ICE Worksite Enforcement Takes a Big Gulp from 7-Eleven Franchisees
As employers, it’s all too easy to forget why we have this obligation to complete an I-9 form for all newly hired employees. The I-9 has been around now for more than two decades, and sometimes it seems like it’s just another onboarding form to collect along with the W-4, direct deposit, and insurance forms. But every once in a while, we’re reminded of why the I-9 form is required in the first place and the larger employer obligation to ensure a legal workforce. And in most instances, this reminder is delivered courtesy of the U.S. government…
The Case of the Bad Franchisees
On Tuesday, September 23, 2014, the Immigration and Customs Enforcement (ICE) announced that five franchisees and operators of 7-Eleven stores in New York and Virginia had pleaded guilty to concealing and harboring undocumented immigrants. The indictments, arrests, and seizures were conducted by ICE in cooperation with the Department of Justice, in what is now being called the largest worksite enforcement forfeiture case in history (more on that below).
According to court documents, the owners of the 7-Eleven franchise stores hired more than 50 undocumented immigrants, equipped them with stolen identities from United States citizens, housed them at residences owned by the defendants, and forced them to work 100 hours a week for a fraction of their wages. The victims of the identity theft apparently range in age from 8 to 78 years old, and include a child, three deceased individuals, and even a Coast Guard cadet! In addition, the defendants, together with others, apparently caused the 7-Eleven payroll service to transmit this false information, including the stolen identity information, to United States regulatory agencies, such as the Internal Revenue Service and the Social Security Administration. This is what we call a very slippery slope.

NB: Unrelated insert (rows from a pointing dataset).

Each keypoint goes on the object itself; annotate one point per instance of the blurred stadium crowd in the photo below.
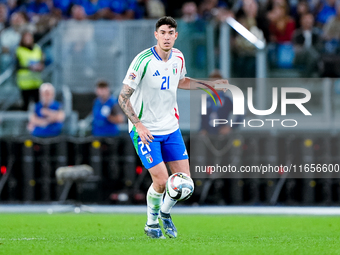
(301, 33)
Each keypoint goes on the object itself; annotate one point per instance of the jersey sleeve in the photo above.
(183, 69)
(135, 71)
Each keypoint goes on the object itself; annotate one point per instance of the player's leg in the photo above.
(159, 175)
(175, 153)
(151, 158)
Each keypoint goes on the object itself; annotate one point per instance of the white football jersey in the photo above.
(155, 83)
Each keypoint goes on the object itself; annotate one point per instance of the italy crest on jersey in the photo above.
(174, 68)
(149, 158)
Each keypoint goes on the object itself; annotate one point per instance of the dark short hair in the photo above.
(166, 20)
(102, 84)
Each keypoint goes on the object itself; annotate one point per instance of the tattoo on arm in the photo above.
(125, 104)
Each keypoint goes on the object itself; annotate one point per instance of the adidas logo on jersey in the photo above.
(156, 73)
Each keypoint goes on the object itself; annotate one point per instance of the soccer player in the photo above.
(148, 98)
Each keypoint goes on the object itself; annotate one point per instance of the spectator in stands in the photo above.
(155, 9)
(307, 45)
(40, 14)
(95, 9)
(62, 8)
(189, 12)
(106, 112)
(10, 37)
(325, 11)
(3, 16)
(78, 41)
(213, 9)
(331, 30)
(14, 6)
(243, 50)
(301, 9)
(30, 64)
(218, 112)
(37, 7)
(48, 117)
(281, 25)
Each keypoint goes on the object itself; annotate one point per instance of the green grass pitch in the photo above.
(123, 234)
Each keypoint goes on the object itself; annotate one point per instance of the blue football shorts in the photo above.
(163, 148)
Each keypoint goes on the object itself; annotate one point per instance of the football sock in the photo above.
(168, 203)
(154, 201)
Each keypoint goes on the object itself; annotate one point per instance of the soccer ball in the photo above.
(180, 186)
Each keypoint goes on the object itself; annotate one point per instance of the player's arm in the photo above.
(116, 115)
(125, 104)
(189, 83)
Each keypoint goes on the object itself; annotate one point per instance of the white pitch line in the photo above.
(208, 210)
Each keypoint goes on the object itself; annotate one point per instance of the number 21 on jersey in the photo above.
(144, 150)
(165, 83)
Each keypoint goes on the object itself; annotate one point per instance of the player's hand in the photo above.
(220, 82)
(144, 133)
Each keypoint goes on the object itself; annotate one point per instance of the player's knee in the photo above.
(159, 186)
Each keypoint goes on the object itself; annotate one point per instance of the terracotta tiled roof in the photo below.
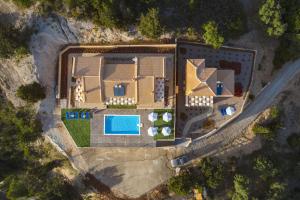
(202, 81)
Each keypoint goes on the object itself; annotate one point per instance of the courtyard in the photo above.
(213, 58)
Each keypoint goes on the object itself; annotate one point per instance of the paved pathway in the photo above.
(227, 134)
(198, 118)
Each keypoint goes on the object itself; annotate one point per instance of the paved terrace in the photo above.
(98, 139)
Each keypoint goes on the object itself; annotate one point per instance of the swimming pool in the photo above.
(122, 124)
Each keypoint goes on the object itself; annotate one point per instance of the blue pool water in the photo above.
(121, 125)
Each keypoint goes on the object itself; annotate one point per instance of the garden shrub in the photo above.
(182, 184)
(32, 92)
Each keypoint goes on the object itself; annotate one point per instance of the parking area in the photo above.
(242, 61)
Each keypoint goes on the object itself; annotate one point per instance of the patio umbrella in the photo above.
(166, 131)
(230, 110)
(167, 117)
(152, 131)
(152, 116)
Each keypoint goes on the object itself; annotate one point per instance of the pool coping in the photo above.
(121, 134)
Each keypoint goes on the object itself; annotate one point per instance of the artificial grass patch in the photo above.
(121, 106)
(79, 129)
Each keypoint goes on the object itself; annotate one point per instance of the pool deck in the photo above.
(98, 139)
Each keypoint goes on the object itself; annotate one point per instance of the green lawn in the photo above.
(79, 129)
(160, 123)
(121, 106)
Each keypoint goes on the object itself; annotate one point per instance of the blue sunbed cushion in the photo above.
(85, 115)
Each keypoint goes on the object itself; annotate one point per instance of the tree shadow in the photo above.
(108, 176)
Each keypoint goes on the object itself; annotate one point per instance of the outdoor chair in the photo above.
(85, 115)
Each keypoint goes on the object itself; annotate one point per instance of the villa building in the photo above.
(144, 95)
(204, 83)
(103, 80)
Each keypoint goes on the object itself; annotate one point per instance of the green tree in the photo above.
(32, 92)
(213, 173)
(274, 113)
(276, 191)
(13, 41)
(105, 13)
(264, 167)
(271, 15)
(23, 3)
(294, 141)
(241, 187)
(211, 35)
(181, 184)
(192, 34)
(150, 24)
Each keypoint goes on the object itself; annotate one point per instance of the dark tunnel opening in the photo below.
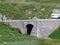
(29, 28)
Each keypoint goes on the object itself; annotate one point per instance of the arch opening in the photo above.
(29, 28)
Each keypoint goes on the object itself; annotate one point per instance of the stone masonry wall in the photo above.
(42, 27)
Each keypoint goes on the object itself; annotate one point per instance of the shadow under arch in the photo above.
(29, 28)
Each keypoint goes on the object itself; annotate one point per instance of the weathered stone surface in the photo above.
(42, 27)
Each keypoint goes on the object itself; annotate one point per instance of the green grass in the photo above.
(40, 1)
(55, 34)
(45, 1)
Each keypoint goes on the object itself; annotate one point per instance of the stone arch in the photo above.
(29, 28)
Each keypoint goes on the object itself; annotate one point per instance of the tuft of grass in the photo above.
(55, 34)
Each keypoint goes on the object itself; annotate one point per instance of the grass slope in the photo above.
(21, 11)
(56, 34)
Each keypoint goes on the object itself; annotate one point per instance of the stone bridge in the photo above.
(42, 27)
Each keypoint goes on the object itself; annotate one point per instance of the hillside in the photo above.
(40, 1)
(55, 34)
(26, 10)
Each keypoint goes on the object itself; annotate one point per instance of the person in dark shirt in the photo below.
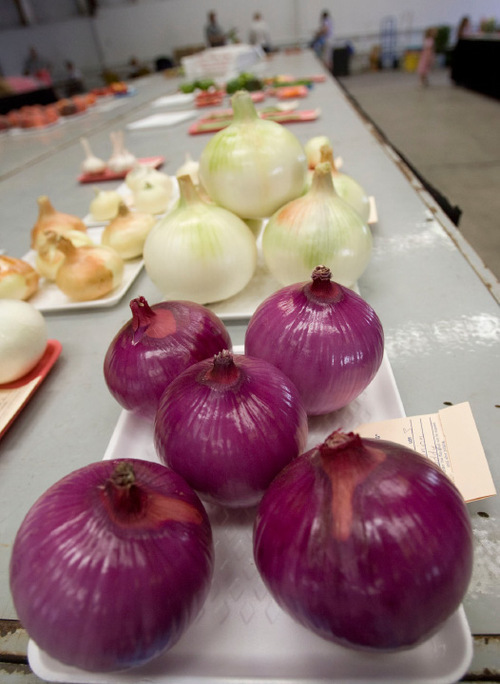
(214, 34)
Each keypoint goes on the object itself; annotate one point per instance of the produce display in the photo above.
(346, 536)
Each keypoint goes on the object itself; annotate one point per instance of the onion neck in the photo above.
(45, 208)
(326, 155)
(322, 181)
(322, 289)
(224, 373)
(243, 107)
(347, 462)
(123, 210)
(188, 193)
(127, 499)
(130, 503)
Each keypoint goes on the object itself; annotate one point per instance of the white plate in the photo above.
(160, 120)
(241, 634)
(50, 298)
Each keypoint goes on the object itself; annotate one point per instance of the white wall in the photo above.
(148, 28)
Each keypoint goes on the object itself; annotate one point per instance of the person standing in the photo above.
(427, 56)
(322, 42)
(214, 35)
(259, 33)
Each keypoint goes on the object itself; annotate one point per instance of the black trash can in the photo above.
(340, 59)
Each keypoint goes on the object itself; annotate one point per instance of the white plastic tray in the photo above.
(241, 634)
(50, 298)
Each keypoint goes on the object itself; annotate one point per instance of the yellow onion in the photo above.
(53, 220)
(88, 272)
(18, 279)
(127, 232)
(317, 228)
(48, 257)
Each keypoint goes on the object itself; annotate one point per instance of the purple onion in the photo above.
(323, 336)
(156, 345)
(112, 564)
(365, 542)
(228, 425)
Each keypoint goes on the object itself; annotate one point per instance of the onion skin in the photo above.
(323, 336)
(366, 543)
(88, 272)
(157, 344)
(18, 279)
(49, 219)
(104, 586)
(253, 166)
(228, 426)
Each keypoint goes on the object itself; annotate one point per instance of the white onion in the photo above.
(105, 204)
(189, 167)
(199, 251)
(346, 187)
(23, 338)
(313, 149)
(317, 228)
(253, 166)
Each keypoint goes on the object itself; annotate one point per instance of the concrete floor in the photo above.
(451, 136)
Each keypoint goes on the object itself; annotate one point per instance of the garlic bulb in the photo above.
(127, 232)
(52, 220)
(48, 257)
(23, 340)
(91, 164)
(105, 204)
(88, 272)
(317, 228)
(199, 251)
(313, 149)
(152, 198)
(346, 187)
(18, 279)
(121, 159)
(253, 166)
(189, 168)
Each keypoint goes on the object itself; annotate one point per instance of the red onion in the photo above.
(323, 336)
(228, 425)
(365, 542)
(112, 564)
(155, 346)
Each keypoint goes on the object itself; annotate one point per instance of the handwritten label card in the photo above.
(450, 439)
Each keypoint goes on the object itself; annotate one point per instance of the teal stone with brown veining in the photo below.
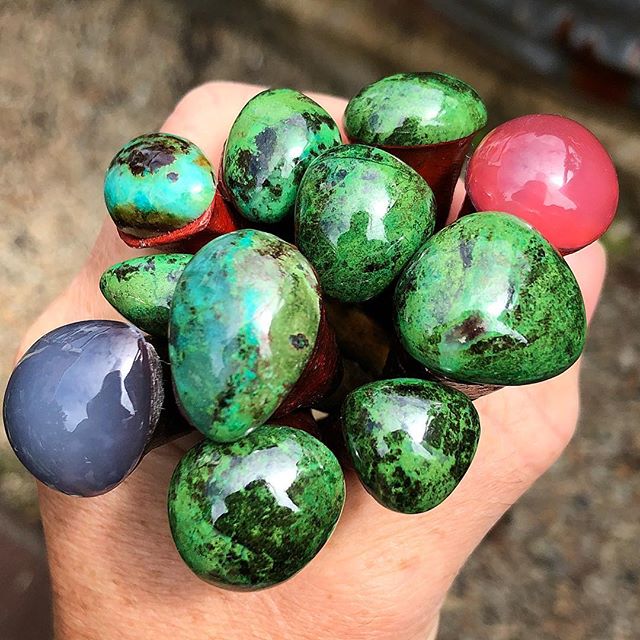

The High Cost of Non-Compliance
According to ICE, the 7-eleven case constitutes the largest criminal immigration forfeiture action in its history (they estimated over $30 million). As part of their plea, the defendants agreed to forfeit the franchise rights to ten 7-Eleven stores in New York and four 7-Eleven stores in Virginia, as well as five houses in New York worth over $1.3 million. In addition, the defendants agreed to pay roughly $2.6 million in restitution for back wages. The sentencing proceedings have not yet been scheduled, but the defendants could face anywhere from 10 to 20 years in prison.
What does this have to do with I-9s?
Clearly, this case represents the other end of the I-9 spectrum, which is reserved for those employers who knowingly hire unauthorized workers or engage in crimes that facilitate such actions (human trafficking, alien smuggling, document fraud, abuse/exploitation, etc.) But, it’s important to remember that I-9 compliance and verification failures are an extremely slippery slope (as mentioned above), and often indicative of a much larger problem that could easily spin out of control. This risk is especially severe for those organizations who fall into one of the government’s high-risk (and thus high-priority) profiles. These include the following:
- Employers involved in matters of national security, including critical infrastructure such as airports and military installations
- Employers with a high percentage of undocumented workers (who are more likely, according to the government, to ignore I-9 and E-Verify requirements and in some cases actively recruit unauthorized employees)
- Employers with a history of Department of Labor wage and hour violations and/or OSHA violations (in other words, those who are seen as potentially taking advantage of employees generally)
- Large organizations (especially those who maintain franchisor/franchisee relationships), who often have a very well known brand (and represent a very attractive target for the government!)
As we have described in the past, the best defense against a possible ICE investigation (whether it relates to I-9 violations or something more severe) is to proactively develop a comprehensive immigration worksite compliance program, which addresses any potential weaknesses. Although there is no “one size fits all” policy, the following steps are generally considered best practices in the industry:
1. Contact experienced immigration counsel to guide you through a detailed examination of your I-9 and E-Verify compliance practices. For a list of some of the best ‘in the know’ immigration counsel specializing in I-9 compliance, please see our list of guest attorney bloggers here.
2. Provide continual I-9 training for all those employees who are charged with ensuring the proper completion of the form.
3. Draft and implement consistent and uniform Form I-9 processes and procedures to ensure compliance throughout your organization and defend against potential discrimination claims for employees who feel that they have been treated differently.
4. Adopt a comprehensive and trusted electronic I-9 and E-Verify solution, which has been designed with compliance in mind from the ground up. Ensure the system has been vetted by immigration counsel and meets the most conservative interpretation of the regulations, especially in light of ICE’s guidance on evaluating electronic systems. And finally, be careful of those vendors making overly broad claims that your electronic I-9 system will magically cleanse or eradicate all mistakes. As this case illustrates, there is always a human element in complying with immigration laws. Or put more simply, if it’s too good to be true…[you know the rest.]